Halut – Bupati Kabupaten Halmahera Utara, Piet Hein Babua didampingi Forum Komunikasi Pimpinan Daerah (Forkopimda) setempat, Sabtu (10/1/2026) melepas langsung Tim Satgas bantuan gabungan penanganan bencana di Desa Doitia, Kecamatan Loloda Utara, Kabupaten Halmahera Utara.
Tim gabungan yang dilibatkan untuk melakukan penanganan bencana di Desa Doitia, Kecamatan Loloda Utara diantaranya, TNI/Polri, Basarnas, Tagana, serta tim medis.
Bupati Kabupaten Halmahera Utara, Piet Hein Babua menyampaikan, kehadiran tim satgas gabungan di lokasi bencana ini merupakan langkah nyata dan bentuk kehadiran Pemerintah Daerah dalam merespon kondisi darurat bencana banjir dan longsor yang menimpa beberapa Kecamatan di wilayah Halmahera Utara.

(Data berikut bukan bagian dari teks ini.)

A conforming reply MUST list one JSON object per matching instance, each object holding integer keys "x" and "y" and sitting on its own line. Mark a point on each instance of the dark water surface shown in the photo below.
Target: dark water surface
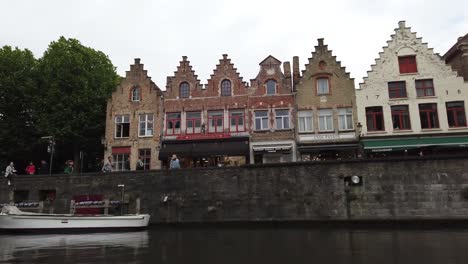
{"x": 241, "y": 245}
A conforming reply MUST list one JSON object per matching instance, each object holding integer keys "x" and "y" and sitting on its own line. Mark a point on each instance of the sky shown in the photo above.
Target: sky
{"x": 160, "y": 32}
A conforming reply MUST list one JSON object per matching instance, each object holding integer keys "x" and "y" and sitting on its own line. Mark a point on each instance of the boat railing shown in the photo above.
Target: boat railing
{"x": 104, "y": 204}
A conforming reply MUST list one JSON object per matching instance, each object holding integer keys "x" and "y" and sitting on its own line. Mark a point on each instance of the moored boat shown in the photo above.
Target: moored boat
{"x": 11, "y": 218}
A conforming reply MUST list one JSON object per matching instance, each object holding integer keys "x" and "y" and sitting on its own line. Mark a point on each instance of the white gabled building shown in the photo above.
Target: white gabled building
{"x": 412, "y": 102}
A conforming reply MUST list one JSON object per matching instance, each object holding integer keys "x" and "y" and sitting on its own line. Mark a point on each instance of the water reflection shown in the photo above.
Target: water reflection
{"x": 242, "y": 245}
{"x": 71, "y": 248}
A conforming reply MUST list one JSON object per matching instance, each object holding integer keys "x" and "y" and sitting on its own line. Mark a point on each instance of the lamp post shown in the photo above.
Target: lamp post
{"x": 51, "y": 150}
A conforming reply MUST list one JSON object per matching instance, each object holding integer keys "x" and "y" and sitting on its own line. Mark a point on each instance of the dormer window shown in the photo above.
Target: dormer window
{"x": 323, "y": 86}
{"x": 407, "y": 64}
{"x": 136, "y": 94}
{"x": 271, "y": 87}
{"x": 226, "y": 88}
{"x": 184, "y": 90}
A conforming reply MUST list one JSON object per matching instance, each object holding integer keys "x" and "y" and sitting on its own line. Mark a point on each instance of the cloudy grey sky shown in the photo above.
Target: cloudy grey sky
{"x": 160, "y": 32}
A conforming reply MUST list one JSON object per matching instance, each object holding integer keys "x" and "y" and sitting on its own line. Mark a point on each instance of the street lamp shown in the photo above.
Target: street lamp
{"x": 50, "y": 149}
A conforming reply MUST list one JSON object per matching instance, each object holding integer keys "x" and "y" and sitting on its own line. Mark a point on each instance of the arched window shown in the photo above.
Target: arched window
{"x": 136, "y": 94}
{"x": 226, "y": 88}
{"x": 184, "y": 90}
{"x": 271, "y": 87}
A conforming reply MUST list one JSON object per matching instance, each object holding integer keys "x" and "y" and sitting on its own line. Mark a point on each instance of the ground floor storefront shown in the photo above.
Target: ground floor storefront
{"x": 427, "y": 145}
{"x": 227, "y": 152}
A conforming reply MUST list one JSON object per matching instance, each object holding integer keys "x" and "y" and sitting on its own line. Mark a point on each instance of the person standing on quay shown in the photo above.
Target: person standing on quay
{"x": 9, "y": 172}
{"x": 174, "y": 162}
{"x": 30, "y": 169}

Oleh karena itu, Pemda Halmahera Utara kapal berkoordinasi dengan Pemerintah Provinsi serta Kepala Basarnas Provinsi untuk menyediakan 1 unit Kapal Basarnas dan Pemda menyiapkan 1 penumpang guna menyalurkan bantuan logistik serta menurunkan tim relawan.

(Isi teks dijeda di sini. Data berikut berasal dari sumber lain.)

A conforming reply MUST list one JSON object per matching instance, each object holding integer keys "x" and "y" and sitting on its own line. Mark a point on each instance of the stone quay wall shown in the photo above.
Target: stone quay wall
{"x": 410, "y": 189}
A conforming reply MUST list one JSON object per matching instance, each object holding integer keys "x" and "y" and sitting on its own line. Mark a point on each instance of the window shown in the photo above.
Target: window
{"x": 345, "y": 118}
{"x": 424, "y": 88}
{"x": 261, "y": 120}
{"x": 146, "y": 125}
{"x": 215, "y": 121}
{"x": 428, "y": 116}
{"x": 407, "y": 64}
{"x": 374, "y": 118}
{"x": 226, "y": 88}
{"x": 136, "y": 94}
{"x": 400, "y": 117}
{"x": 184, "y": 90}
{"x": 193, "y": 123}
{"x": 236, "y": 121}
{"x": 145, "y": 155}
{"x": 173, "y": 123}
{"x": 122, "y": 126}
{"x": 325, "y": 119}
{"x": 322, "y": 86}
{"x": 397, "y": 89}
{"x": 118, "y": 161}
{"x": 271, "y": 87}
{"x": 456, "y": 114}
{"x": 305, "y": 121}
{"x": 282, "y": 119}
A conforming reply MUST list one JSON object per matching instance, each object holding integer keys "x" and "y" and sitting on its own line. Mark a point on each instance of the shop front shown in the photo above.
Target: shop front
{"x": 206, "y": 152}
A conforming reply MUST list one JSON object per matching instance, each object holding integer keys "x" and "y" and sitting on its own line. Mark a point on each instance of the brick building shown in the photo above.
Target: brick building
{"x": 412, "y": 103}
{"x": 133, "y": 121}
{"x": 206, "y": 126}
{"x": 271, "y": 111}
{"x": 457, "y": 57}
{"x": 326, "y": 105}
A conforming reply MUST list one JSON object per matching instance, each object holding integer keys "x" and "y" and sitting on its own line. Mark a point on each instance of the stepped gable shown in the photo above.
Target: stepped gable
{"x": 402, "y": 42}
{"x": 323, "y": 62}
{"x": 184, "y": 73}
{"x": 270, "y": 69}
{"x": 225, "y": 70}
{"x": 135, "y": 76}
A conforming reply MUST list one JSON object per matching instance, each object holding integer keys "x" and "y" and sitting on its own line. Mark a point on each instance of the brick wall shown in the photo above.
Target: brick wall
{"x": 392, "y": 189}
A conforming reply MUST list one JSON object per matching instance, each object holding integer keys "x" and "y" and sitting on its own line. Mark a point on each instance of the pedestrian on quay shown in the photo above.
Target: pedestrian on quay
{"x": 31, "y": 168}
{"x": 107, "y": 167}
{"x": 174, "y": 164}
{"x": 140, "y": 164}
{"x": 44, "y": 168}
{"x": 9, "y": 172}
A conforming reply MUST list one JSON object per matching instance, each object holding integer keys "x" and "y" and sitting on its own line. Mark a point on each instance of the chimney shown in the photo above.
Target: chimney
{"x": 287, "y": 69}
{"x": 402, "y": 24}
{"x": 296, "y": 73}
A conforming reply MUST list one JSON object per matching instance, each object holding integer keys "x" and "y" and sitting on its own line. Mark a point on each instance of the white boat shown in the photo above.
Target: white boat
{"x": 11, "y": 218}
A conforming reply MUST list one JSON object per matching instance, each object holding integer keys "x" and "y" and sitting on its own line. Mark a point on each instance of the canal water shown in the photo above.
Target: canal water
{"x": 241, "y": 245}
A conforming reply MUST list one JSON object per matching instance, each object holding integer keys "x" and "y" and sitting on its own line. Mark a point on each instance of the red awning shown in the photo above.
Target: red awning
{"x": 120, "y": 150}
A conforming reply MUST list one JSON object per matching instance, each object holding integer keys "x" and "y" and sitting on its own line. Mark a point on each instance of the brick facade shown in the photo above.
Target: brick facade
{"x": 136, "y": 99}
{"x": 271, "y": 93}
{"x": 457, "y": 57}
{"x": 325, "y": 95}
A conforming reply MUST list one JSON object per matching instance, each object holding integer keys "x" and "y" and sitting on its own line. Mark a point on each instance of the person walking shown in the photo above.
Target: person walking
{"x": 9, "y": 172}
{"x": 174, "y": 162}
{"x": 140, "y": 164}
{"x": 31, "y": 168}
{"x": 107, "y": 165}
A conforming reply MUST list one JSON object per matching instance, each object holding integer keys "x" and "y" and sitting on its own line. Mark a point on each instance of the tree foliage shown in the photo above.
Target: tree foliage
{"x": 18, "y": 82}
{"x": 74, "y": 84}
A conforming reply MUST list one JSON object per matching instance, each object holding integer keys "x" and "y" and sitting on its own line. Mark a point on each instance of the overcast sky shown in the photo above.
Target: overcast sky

Tim kemanusiaan lanjut Bupati, dibentuk melalui rapat kilat Pemerintah Daerah bersama TNI, Polri, dan unsur Forkopimda yang berdasarkan laporan di lapangan dan seluruh warga Desa Doitia saat ini mengungsi karena rumah mereka tertimbun pasir dan lumpur akibat bencana.

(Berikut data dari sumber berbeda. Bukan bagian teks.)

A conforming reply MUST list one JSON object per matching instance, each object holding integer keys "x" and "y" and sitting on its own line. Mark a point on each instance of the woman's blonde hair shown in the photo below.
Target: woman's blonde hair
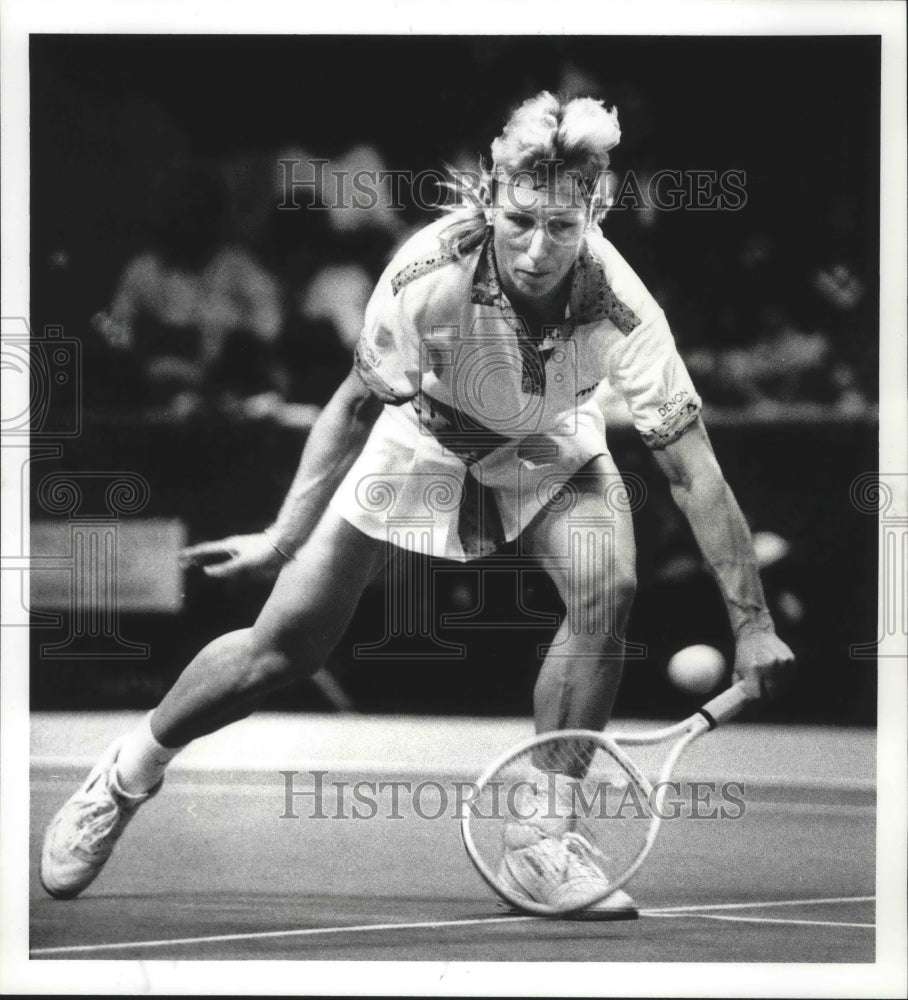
{"x": 548, "y": 137}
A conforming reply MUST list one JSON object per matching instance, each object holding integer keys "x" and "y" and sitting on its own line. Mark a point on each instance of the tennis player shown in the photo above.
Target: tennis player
{"x": 470, "y": 418}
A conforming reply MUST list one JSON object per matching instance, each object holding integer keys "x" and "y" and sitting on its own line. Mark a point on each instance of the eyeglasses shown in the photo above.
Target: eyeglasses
{"x": 564, "y": 228}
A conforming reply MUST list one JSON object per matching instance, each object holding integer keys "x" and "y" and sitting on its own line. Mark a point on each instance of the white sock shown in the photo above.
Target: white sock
{"x": 142, "y": 761}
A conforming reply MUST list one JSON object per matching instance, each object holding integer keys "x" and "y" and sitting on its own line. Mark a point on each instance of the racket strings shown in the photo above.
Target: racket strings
{"x": 570, "y": 790}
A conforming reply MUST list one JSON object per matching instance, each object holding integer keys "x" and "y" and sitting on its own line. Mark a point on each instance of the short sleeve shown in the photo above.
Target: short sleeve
{"x": 644, "y": 365}
{"x": 387, "y": 354}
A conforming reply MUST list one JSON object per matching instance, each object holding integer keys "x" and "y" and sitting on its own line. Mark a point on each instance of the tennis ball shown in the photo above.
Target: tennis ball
{"x": 696, "y": 669}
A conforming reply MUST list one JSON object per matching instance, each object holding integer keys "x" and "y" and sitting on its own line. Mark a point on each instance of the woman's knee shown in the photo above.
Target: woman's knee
{"x": 268, "y": 665}
{"x": 603, "y": 595}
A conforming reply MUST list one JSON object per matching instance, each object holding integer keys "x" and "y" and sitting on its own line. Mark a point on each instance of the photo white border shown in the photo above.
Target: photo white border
{"x": 644, "y": 17}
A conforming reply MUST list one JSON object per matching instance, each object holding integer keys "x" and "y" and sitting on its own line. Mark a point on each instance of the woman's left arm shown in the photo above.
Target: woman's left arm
{"x": 699, "y": 488}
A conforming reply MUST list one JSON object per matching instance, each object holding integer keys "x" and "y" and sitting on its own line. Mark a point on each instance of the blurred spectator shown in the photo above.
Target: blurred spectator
{"x": 196, "y": 316}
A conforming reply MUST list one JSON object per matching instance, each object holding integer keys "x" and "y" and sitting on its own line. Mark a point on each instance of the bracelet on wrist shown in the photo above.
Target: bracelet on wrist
{"x": 275, "y": 546}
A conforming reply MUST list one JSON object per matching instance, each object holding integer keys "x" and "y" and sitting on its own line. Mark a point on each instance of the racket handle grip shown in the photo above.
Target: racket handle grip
{"x": 725, "y": 706}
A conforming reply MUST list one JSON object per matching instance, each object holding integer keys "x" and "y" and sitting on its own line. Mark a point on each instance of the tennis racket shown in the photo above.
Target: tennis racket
{"x": 566, "y": 818}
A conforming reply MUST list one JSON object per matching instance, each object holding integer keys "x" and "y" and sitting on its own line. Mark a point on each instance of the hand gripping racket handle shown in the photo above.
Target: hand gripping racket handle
{"x": 726, "y": 705}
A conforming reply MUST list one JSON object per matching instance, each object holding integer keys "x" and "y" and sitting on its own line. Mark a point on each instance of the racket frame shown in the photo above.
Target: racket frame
{"x": 722, "y": 708}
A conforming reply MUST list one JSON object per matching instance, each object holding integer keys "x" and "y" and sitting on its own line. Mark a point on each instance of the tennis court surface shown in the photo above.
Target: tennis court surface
{"x": 222, "y": 865}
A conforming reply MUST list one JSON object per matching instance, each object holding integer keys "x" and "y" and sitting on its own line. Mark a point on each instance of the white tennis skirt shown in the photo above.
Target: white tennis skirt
{"x": 407, "y": 489}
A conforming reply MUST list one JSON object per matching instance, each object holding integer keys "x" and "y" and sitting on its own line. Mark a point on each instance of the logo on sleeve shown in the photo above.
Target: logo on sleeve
{"x": 669, "y": 405}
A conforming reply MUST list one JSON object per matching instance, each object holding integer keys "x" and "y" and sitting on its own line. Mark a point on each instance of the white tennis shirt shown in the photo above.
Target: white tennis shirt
{"x": 469, "y": 391}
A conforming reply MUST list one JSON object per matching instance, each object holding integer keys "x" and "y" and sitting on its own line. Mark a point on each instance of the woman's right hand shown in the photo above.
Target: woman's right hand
{"x": 239, "y": 555}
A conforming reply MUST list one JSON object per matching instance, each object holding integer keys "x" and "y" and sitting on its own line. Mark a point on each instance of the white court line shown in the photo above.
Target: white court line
{"x": 756, "y": 920}
{"x": 431, "y": 924}
{"x": 748, "y": 906}
{"x": 259, "y": 935}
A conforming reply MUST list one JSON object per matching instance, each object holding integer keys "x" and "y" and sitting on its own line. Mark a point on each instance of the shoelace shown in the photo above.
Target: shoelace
{"x": 580, "y": 850}
{"x": 96, "y": 825}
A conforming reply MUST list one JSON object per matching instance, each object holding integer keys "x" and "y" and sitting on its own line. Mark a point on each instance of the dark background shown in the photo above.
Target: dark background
{"x": 111, "y": 114}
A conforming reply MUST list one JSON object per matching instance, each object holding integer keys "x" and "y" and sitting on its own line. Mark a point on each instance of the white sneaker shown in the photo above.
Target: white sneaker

Bupati bertujuan, penanganan darurat di Desa Doitia direncanakan selama satu minggu dan apabila dalam waktu tersebut kondisi telah memungkinkan dan pekerjaan selesai, maka tim akan ditarik kembali.
“Semoga seluruh personel yang bertugas senantiasa memberikan keselamatan dan kelancaran dalam menjalankan misi kemanusiaan ini. Kita iringi dengan doa sesuai agama dan kepercayaan masing-masing,” ucapnya.